Preferably, the assay method in step S4 is performed by ultra-high performance liquid chromatography and mixed quadrupole-rail mass spectrometry using a Waters HSS T3 (2.1 mm×100mm,1.8 μm) hydrophilic chromatography column.

Preferably, specific detection conditions are:

sample injection amount: 1 μl; acquisition mode: full ms+prm;

mobile phase: phase a is 0.1% formic acid-water solution by volume fraction; phase B is formic acid-acetonitrile solution with volume fraction of 0.1%;

elution flow rate: 0.3mL/min;

elution gradient: 1% B,0min;1% B,0-1.5min;99% B,1.5-16.5min;1% B,16.6-20.0min.

Preferably, the preparation method of the mixed internal standard working solution in step S1 includes: acrylamide-d is selected ₃ And 2-amino-3, 4, 8-trimethylimidazo [4,5-f]Quinoxaline-d ₃ (4,8-DiMeIQx-d ₃ ) As internal standard, mixed internal standard working solution with the final concentration of 1-2 mug/mL is prepared respectively.

Preferably, the drying method in step S3 is as follows: nitrogen drying at room temperature until the liquid had evaporated.

Preferably, the preparation method of the standard sample in step S4 is as follows: acrylamide, 5-hydroxymethylfurfural, 2-amino-1, 6-dimethylimidazo [4,5-b ] pyridine (DMIP), 2-amino-1, 5, 6-trimethylimidazo [4,5-b ] pyridine (1, 5, 6-TMIP), 2-amino-1-methyl-6-phenylimidazo [4,5-b ] pyridine (PhIP), 2-amino-3-methylimidazo [4,5-f ] quinoline (IQ), 2-amino-1-methylimidazo [4,5-b ] quinine (IQ [4,5-b ]), 2-amino-3, 4-dimethylimidazo [4,5-f ] quinoline (MeIQ), 2-amino-3-methylimidazo [4,5-f ] quinoxaline (IQx), 2-amino-3, 8-dimethylimidazo [4,5-f ] quinoxaline (8-MeIQx), 2-amino-3, 7, 8-trimethylimidazo [4,5-f ] quinoline (IQ), 2-amino-3, 5-f ] quinoxaline (MeIQx), 2-amino-3, 5-f ] quinoline (MeIQ) and 2-amino-3-methylimidazo [4,5-f ] quinoxaline (MeIQ), 9H-pyrido [3,4-b ] indole (Norharman) and 1-methyl-9H-pyrido [3,4-b ] indole (Harman) are used as standard substances to prepare working solutions with concentrations of 0.10,1.00,10.00,20.00,50.00,100.00,200.00 and 500.00ng/mL respectively, wherein the final concentration of an internal standard in each concentration standard substance is 100-200ng/mL.

Preferably, the calculating method of the content of the harmful substance to be detected in step S5 is as follows:

standard curve of object to be measured: y=ax+b

Y=peak area of component to be measured/peak area of internal standard

X=content of harmful substance to be measured

The invention has the beneficial effects that:

1. the invention carries out quantitative research based on the ultra-high performance liquid chromatography high resolution mass spectrometry technology so as to reduce the matrix effect and the complexity of the analyte in the detection process.
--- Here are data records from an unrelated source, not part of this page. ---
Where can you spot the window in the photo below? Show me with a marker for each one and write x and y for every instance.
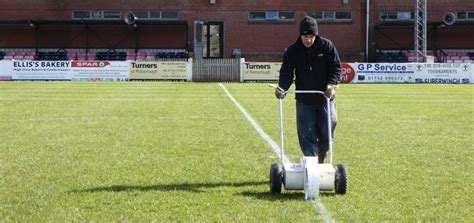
(155, 14)
(465, 15)
(286, 15)
(272, 16)
(111, 14)
(115, 15)
(96, 14)
(81, 14)
(169, 15)
(396, 15)
(141, 14)
(331, 16)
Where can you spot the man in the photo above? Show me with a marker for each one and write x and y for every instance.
(315, 63)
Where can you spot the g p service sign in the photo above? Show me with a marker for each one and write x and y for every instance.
(383, 72)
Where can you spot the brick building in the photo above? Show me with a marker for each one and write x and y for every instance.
(254, 29)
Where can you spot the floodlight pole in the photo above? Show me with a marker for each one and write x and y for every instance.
(420, 30)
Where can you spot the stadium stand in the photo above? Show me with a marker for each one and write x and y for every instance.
(94, 54)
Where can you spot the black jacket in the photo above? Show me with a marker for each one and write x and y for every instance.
(314, 67)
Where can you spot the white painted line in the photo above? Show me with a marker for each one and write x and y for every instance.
(273, 144)
(322, 210)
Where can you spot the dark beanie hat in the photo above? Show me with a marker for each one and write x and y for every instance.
(308, 26)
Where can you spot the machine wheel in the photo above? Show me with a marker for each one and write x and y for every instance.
(340, 182)
(276, 178)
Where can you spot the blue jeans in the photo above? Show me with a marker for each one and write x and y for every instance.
(312, 125)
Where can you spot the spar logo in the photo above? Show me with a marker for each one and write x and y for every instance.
(348, 73)
(90, 64)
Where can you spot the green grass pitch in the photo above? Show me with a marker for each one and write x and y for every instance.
(180, 152)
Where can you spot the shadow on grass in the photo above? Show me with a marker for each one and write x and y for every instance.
(200, 187)
(189, 187)
(293, 195)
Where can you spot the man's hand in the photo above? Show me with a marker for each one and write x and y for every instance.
(330, 90)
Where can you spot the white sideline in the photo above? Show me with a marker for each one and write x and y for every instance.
(322, 210)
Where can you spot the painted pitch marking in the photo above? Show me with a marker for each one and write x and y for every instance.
(322, 210)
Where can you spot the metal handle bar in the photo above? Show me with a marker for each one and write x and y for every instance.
(328, 105)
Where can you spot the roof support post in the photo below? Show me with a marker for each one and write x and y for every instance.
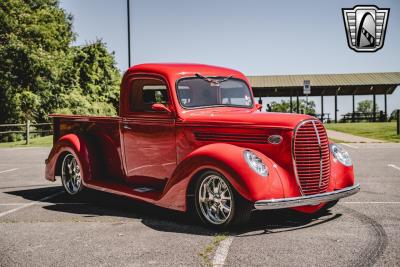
(386, 116)
(322, 108)
(128, 8)
(354, 108)
(374, 107)
(291, 101)
(336, 104)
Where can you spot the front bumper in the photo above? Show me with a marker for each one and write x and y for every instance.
(283, 203)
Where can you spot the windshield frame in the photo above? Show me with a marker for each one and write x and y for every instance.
(213, 106)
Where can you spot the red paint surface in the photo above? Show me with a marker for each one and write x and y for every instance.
(165, 150)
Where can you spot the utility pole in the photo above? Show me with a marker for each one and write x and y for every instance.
(129, 31)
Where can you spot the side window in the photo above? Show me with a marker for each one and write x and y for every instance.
(146, 92)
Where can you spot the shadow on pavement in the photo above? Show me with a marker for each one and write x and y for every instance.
(93, 203)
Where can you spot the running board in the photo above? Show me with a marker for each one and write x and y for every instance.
(139, 193)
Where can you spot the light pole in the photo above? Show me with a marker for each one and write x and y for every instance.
(129, 31)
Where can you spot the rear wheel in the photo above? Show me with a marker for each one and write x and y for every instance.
(71, 174)
(217, 203)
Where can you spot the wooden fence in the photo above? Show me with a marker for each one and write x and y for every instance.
(26, 129)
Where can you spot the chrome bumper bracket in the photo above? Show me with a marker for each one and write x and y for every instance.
(283, 203)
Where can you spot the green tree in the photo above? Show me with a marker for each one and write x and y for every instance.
(41, 73)
(366, 106)
(284, 106)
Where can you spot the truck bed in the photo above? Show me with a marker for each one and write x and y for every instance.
(103, 136)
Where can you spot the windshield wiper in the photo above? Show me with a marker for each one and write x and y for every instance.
(213, 82)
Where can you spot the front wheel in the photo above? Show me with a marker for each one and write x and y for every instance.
(217, 203)
(71, 174)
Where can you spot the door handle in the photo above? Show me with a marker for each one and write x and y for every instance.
(126, 127)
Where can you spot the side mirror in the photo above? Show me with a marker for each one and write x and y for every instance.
(160, 107)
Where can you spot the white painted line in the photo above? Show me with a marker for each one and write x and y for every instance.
(372, 202)
(348, 145)
(394, 166)
(31, 204)
(222, 252)
(10, 170)
(45, 202)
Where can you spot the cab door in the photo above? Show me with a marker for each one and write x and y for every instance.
(148, 135)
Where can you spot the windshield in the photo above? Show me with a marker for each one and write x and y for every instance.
(206, 92)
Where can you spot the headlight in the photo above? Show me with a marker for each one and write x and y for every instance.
(255, 163)
(341, 154)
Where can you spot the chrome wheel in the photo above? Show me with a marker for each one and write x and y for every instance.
(215, 199)
(71, 174)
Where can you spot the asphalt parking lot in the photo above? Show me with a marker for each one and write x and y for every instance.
(41, 226)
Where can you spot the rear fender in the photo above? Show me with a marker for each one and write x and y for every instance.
(76, 145)
(229, 161)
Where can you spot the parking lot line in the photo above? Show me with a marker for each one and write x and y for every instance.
(372, 202)
(31, 203)
(394, 166)
(10, 170)
(45, 202)
(344, 144)
(222, 252)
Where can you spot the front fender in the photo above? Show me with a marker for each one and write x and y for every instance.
(228, 160)
(343, 176)
(76, 145)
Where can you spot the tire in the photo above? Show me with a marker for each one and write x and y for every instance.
(217, 204)
(71, 174)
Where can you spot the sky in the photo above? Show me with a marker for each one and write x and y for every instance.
(256, 37)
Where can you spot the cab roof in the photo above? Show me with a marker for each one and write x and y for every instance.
(178, 70)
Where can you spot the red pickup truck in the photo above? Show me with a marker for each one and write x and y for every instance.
(190, 136)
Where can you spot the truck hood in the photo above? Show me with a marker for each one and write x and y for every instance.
(241, 117)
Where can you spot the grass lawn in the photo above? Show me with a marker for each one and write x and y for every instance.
(46, 141)
(377, 130)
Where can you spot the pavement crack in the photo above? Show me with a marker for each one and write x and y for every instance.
(210, 248)
(376, 246)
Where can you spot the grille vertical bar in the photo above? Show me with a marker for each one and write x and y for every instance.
(311, 157)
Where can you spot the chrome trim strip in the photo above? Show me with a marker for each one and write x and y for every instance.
(283, 203)
(320, 155)
(293, 158)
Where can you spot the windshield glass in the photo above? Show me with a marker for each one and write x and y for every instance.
(220, 91)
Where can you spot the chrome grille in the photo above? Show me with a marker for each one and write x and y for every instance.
(311, 157)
In the unique mass spectrometry signal acquisition mode of Full ms+prm, the quadrupole mass filter transmits only defined ions in the inclusion list to the intermediate C-trap, preparing for sample injection to more efficient high energy collision dissociation (HCD), and then performing high concentration analysis resolution in an Orbitrap analyzer. The C trap trapping part of the Q exact HF-X mass spectrometer replaces the final quadrupole rod part of the triple quadrupole rod instrument, and the transmission of ion products in the whole mass range can be completed. Q exact HF-X mass spectrometers can provide accurate mass to charge ratio scans, five bits after the decimal point, which is not possible with other LC-MS and HPLC-MS. In the quantitative determination of high fat content food samples, complete mass spectrum information is obtained by Q exact HF-X, including complete ion information obtained by full spectrum scanning, rather than ion pair spectrum information obtained by conventional triple quadrupole Multiple Reaction Monitoring (MRM). This allows the mass spectrum obtained when the sample is measured to have many ion fragments in line with each other in the standard, in addition to the precursor ion and product ion information present in pairs, and this exact match not only meets the quantitative requirements, but also provides very strong qualitative evidence.

2. The invention adopts Waters HSS T3 chromatographic column to tolerate water phase with the highest proportion of 100%, which can make the object to be detected with larger polarity obtain better chromatographic peak shape. The Full ms+prm signal acquisition mode in the mass spectrometer Q-actual HF is a mode in which HCD cell collision and scanning is performed on precursor ions contained in the list immediately after all ion scans that do not pass through the quaternary rod. Its performance is largely dependent on the combination of high performance quadrupole precursor selection and high resolution and accurate mass Orbitrap detection, so it exhibits the same or even better quantitative applicability as a triple quadrupole-based mass spectrometer, can provide high resolution in short analysis times, and allows simultaneous detection and quantification of large amounts of compounds.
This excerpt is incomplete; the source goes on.